According to Derrickson Christians have confused Trumpism for the Gospel and Jesus’ heart “for the poor, the judged, the sick and the socially oppressed…” not to mention a healthy dose of Christian nationalism, which he states is “…straight-up heresy.”
Understandably his claims have polarized opinion and caused not a little debate. Of course, more often than not, the intent behind tweets of this nature are to stimulate conversation and debate and therefore we’ve decided to add our ten-cents worth.
American Christians have long loved their pop culture heroes. I have frustrated attempts to make me one because of this singular heart-felt conviction…
…In America, we Christians are not the solution. We are the core problem.
— Scott Derrickson (@scottderrickson) January 7, 2019
At the crux of Derrickson’s comments are three main points, which are that Christians fear-monger, perpetuate racism and are ignoring the gospel.
The timing of this tweet cannot be ignored in light of a government shutdown over a certain wall that the President wants to build. It’s probably fair to assume that Derrickson’s comments must, in part, be in response to that divisive issue. The logic being that if you’re in favor of a wall being built you’re not espousing Christian values because you’re racist and fearful.

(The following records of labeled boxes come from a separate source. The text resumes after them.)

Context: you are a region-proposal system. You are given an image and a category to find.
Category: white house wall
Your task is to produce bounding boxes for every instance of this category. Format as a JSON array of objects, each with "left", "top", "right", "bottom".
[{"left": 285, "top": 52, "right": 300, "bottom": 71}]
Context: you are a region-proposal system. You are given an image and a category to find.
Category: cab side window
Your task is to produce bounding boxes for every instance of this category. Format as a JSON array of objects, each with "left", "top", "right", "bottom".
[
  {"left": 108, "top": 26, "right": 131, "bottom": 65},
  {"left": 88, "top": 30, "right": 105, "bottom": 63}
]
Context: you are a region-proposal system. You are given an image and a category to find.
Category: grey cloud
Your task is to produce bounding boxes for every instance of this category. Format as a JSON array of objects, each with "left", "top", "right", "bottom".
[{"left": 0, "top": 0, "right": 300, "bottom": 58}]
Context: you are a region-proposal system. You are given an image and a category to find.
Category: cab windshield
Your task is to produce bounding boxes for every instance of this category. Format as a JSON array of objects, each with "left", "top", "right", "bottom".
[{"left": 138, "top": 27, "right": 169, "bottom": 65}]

If that is the case–and irrespective of what your position on this issue is–it’d be prudent to point out that President Trump’s predecessor used quite similar rhetoric about illegal immigration, only to do an about-face when he realized that he was afraid he’d lose the Hispanic vote. He just did it more articulately:
It would be foolish to dismiss the use of fear as a fundamental driver in pushing a political agenda. However, fear is indiscriminate of race, religion or political ideology. If fear is a problem, it’s not just a Christian problem it’s a national problem used by many to control and manipulate the war of ideas and votes on both sides of an argument.
Perhaps Derrickson’s comments were not directly in response to the debate over a wall being built and about a far more sweeping and insidious form of fear-mongering and racism that he sees rotting the core of America.
If that is the case, then what he seems to be indicating is that a racist white Christian electorate voted Trump into office. However, this accusation does not seem to be grounded in much fact when taking into consideration the polling numbers that got Trump elected. For example, this Quillette article breaks down Trump’s polling numbers and gives some fascinating insights into what really happened on that fateful night. For example, Trump actually won a smaller share of the white vote than Mitt Romney and got more black votes than any Republican since 2004.
Of course, racism exists in America and no doubt sadly within some elements of the Christian faith, though it does seem to stretch the realm of reason to generalize all Christians as perpetuating it.
The accusation Derrickson makes about the heresy of Christian nationalism in this country is an interesting one. Derrickson is right if what he means is that Jesus didn’t come as a violent nation-conquering King and political ruler, like the Romans and their Caesars. In fact, He and the gospel He preached broke all cultural, ethnic and national boundaries.
However, if Derrickson’s comments are made in light of the wall/no wall debate then perhaps he’s confusing Christian nationalism with those American Christians who are proud to be American and believe that the building of a wall is purely a country expressing its sovereignty and wanting to protect its citizens.
As an aside, another point Derrickson makes at the beginning of his tweet is Christians’ need to have a “Popular Culture Hero…” and his resistance to that mantle as a notable Christian. Kudos to him as his observation and response seem very timely and apropos to these politically turbulent times.
The cult of celebrity and the mistaken belief that they are better informed than the person standing in front of you in a church, coffee shop or convenience store is just as pernicious as the use of fear to get a person to agree with you.
P.S. Scott we’re looking forward to Doctor Strange 2.